Pour notre pays, la Quatrième théorie politique revêt, entre autres choses, une signification pratique considérable. L’intégration à la communauté globale est vécue par la plupart des Russes comme un drame, comme une perte d’identité. Dans les années 1990, l’idéologie libérale s’est vue presque totalement rejetée par la population. Toutefois, d’autre part, l’intuition suggère que le retour aux idéologies politiques non libérales du ХXème siècle - le communisme et le fascisme - apparaît peu probable dans notre société, ces idéologies elles-mêmes s’étant déjà avérées inaptes à résister au libéralisme au cours de l’histoire, sans même mentionner le coût moral du totalitarisme.

 

C’est pourquoi, pour combler le vide, la Russie a besoin d’une nouvelle idée politique.

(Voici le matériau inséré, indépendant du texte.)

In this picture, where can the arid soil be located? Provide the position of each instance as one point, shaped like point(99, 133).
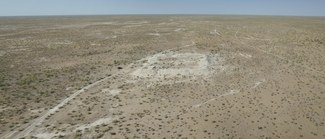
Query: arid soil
point(162, 77)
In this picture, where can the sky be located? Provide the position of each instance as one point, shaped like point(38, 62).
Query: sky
point(113, 7)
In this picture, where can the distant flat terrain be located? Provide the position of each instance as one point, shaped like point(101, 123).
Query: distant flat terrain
point(162, 76)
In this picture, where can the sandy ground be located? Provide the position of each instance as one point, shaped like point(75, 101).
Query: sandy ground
point(172, 77)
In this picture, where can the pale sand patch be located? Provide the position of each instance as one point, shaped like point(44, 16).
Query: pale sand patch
point(113, 92)
point(95, 123)
point(171, 64)
point(245, 55)
point(48, 135)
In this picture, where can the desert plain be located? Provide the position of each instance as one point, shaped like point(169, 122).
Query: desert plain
point(162, 76)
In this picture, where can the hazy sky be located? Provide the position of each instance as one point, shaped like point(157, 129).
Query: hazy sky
point(90, 7)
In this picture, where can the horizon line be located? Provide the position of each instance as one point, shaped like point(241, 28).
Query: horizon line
point(160, 14)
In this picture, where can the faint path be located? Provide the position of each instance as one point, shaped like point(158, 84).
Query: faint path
point(29, 128)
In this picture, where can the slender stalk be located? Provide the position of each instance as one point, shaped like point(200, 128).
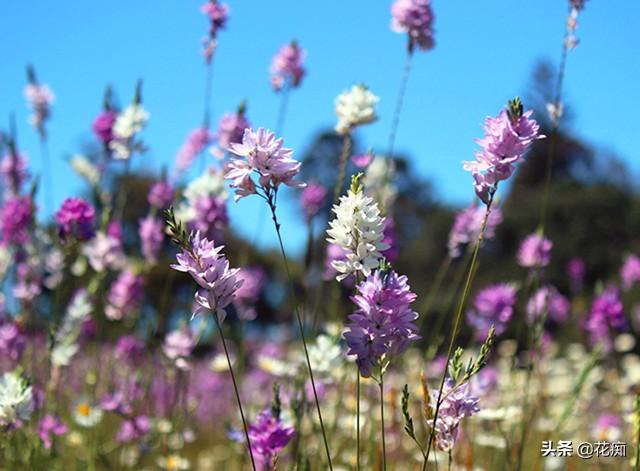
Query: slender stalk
point(456, 325)
point(235, 389)
point(272, 206)
point(342, 166)
point(358, 419)
point(384, 445)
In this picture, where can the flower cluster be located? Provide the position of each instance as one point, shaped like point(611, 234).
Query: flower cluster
point(263, 154)
point(456, 403)
point(414, 17)
point(210, 270)
point(468, 225)
point(384, 324)
point(493, 305)
point(287, 67)
point(359, 229)
point(507, 139)
point(355, 107)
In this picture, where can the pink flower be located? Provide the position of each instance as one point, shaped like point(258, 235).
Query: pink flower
point(264, 155)
point(287, 68)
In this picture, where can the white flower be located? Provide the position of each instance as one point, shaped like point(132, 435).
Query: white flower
point(83, 167)
point(86, 414)
point(358, 228)
point(173, 462)
point(16, 399)
point(128, 123)
point(355, 107)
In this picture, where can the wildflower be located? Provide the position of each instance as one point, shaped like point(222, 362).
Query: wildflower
point(124, 295)
point(507, 139)
point(630, 272)
point(456, 404)
point(173, 462)
point(210, 270)
point(230, 130)
point(128, 124)
point(76, 219)
point(16, 218)
point(287, 68)
point(355, 107)
point(87, 415)
point(103, 126)
point(312, 199)
point(493, 305)
point(268, 437)
point(178, 345)
point(535, 251)
point(160, 194)
point(263, 154)
point(151, 231)
point(49, 427)
point(40, 98)
point(606, 317)
point(357, 228)
point(383, 325)
point(548, 301)
point(104, 251)
point(468, 225)
point(196, 142)
point(217, 13)
point(414, 17)
point(12, 341)
point(253, 280)
point(16, 400)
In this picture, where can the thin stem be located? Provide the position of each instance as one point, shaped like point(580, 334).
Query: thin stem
point(384, 445)
point(342, 166)
point(358, 418)
point(456, 325)
point(271, 202)
point(235, 388)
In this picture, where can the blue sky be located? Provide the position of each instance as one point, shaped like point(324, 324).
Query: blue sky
point(484, 55)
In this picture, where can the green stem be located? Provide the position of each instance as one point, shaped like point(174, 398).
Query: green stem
point(235, 389)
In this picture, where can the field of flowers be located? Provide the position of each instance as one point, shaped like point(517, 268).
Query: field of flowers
point(138, 331)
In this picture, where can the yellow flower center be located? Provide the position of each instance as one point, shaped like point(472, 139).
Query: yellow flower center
point(83, 409)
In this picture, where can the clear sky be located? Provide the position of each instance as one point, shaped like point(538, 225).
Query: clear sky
point(485, 52)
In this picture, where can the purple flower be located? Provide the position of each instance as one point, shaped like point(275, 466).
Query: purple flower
point(263, 154)
point(606, 316)
point(507, 138)
point(287, 68)
point(492, 305)
point(48, 427)
point(16, 217)
point(76, 219)
point(151, 233)
point(456, 404)
point(312, 199)
point(196, 143)
point(467, 226)
point(12, 342)
point(124, 296)
point(211, 217)
point(268, 436)
point(133, 429)
point(210, 270)
point(383, 325)
point(160, 194)
point(548, 300)
point(630, 272)
point(230, 130)
point(414, 17)
point(535, 251)
point(103, 125)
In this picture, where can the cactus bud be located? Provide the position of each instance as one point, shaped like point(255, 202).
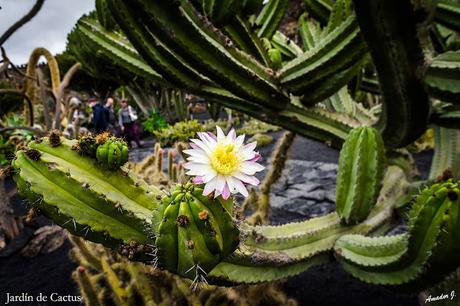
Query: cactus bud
point(194, 230)
point(113, 153)
point(54, 138)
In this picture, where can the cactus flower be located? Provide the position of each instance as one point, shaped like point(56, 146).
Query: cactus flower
point(223, 163)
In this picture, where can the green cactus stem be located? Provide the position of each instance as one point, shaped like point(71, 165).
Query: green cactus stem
point(359, 179)
point(397, 54)
point(442, 79)
point(116, 209)
point(432, 242)
point(199, 230)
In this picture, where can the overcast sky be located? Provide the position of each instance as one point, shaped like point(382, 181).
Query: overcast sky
point(48, 29)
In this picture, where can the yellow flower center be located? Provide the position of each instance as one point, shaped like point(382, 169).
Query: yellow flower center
point(224, 159)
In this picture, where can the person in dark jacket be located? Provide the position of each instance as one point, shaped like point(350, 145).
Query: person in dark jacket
point(113, 125)
point(127, 118)
point(100, 116)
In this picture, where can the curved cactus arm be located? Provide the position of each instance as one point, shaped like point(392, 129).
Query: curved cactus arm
point(226, 272)
point(448, 119)
point(270, 17)
point(104, 16)
point(171, 66)
point(76, 193)
point(340, 11)
point(320, 9)
point(328, 62)
point(442, 79)
point(309, 31)
point(432, 240)
point(241, 32)
point(446, 156)
point(290, 249)
point(371, 252)
point(314, 122)
point(116, 48)
point(359, 179)
point(398, 57)
point(286, 46)
point(448, 14)
point(201, 46)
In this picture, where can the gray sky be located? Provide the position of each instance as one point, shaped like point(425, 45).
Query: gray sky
point(48, 29)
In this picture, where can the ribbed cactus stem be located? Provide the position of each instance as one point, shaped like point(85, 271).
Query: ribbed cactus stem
point(170, 164)
point(159, 160)
point(359, 179)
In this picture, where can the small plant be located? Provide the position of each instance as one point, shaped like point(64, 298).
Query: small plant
point(181, 131)
point(154, 122)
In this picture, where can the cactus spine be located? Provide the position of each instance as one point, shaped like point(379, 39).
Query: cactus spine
point(359, 179)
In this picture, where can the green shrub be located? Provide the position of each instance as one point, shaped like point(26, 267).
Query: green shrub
point(254, 126)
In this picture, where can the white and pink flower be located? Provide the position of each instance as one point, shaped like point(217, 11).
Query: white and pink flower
point(223, 163)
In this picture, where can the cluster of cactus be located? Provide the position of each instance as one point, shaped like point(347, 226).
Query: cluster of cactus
point(195, 236)
point(230, 61)
point(106, 278)
point(309, 93)
point(151, 169)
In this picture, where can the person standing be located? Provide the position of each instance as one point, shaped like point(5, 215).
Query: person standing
point(100, 116)
point(113, 125)
point(127, 119)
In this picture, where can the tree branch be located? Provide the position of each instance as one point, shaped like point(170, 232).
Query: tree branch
point(26, 18)
point(29, 102)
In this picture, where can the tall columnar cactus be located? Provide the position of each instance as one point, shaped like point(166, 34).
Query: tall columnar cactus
point(195, 231)
point(432, 242)
point(360, 174)
point(181, 231)
point(311, 93)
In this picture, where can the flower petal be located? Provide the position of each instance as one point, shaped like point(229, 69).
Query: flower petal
point(231, 135)
point(247, 179)
point(226, 192)
point(220, 184)
point(198, 180)
point(220, 134)
point(238, 186)
point(209, 187)
point(240, 140)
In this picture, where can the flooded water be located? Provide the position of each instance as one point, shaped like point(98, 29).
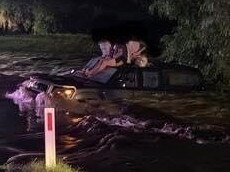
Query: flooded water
point(152, 141)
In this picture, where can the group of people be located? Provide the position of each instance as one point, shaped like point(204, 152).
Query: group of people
point(114, 55)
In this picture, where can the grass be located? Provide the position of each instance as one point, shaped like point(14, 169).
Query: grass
point(48, 44)
point(39, 166)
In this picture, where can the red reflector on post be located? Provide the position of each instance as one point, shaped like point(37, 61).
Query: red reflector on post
point(50, 122)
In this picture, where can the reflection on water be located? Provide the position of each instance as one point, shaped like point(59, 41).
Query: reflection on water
point(109, 143)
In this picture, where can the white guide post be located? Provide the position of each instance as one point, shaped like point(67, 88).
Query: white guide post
point(50, 144)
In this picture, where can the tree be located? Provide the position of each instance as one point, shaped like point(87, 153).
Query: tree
point(201, 37)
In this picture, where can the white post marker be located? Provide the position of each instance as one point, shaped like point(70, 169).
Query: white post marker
point(50, 144)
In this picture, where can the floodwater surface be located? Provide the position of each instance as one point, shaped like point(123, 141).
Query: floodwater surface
point(153, 135)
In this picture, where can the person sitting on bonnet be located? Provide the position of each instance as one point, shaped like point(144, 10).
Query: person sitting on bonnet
point(136, 53)
point(105, 47)
point(116, 57)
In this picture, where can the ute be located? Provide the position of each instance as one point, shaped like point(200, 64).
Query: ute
point(77, 93)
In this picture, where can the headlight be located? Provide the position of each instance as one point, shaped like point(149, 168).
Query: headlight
point(65, 92)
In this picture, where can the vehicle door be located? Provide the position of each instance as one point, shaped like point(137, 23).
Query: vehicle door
point(122, 85)
point(150, 83)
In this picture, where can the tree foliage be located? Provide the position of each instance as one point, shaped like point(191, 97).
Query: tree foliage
point(201, 37)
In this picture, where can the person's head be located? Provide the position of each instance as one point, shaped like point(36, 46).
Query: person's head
point(105, 46)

Le libéralisme ne convient pas, tandis que le communisme et le fascisme sont inacceptables. Donc, nous avons besoin d’une Quatrième théorie politique. Et si, pour certains, il s’agit d’une question de libre choix, de réalisation de la volonté politique, qui peut toujours être orientée tant vers l’affirmation que vers la négation, pour la Russie il s’agit d’une question de vie ou de mort, d’une question hamlétienne.

 

Si la Russie choisit « d’être », cela signifie automatiquement créer une Quatrième théorie politique. Dans le cas contraire, il reste à « ne pas être » et à sortir lentement de l’arène historique, à se fondre dans un monde créé et dirigé par d’autres que nous.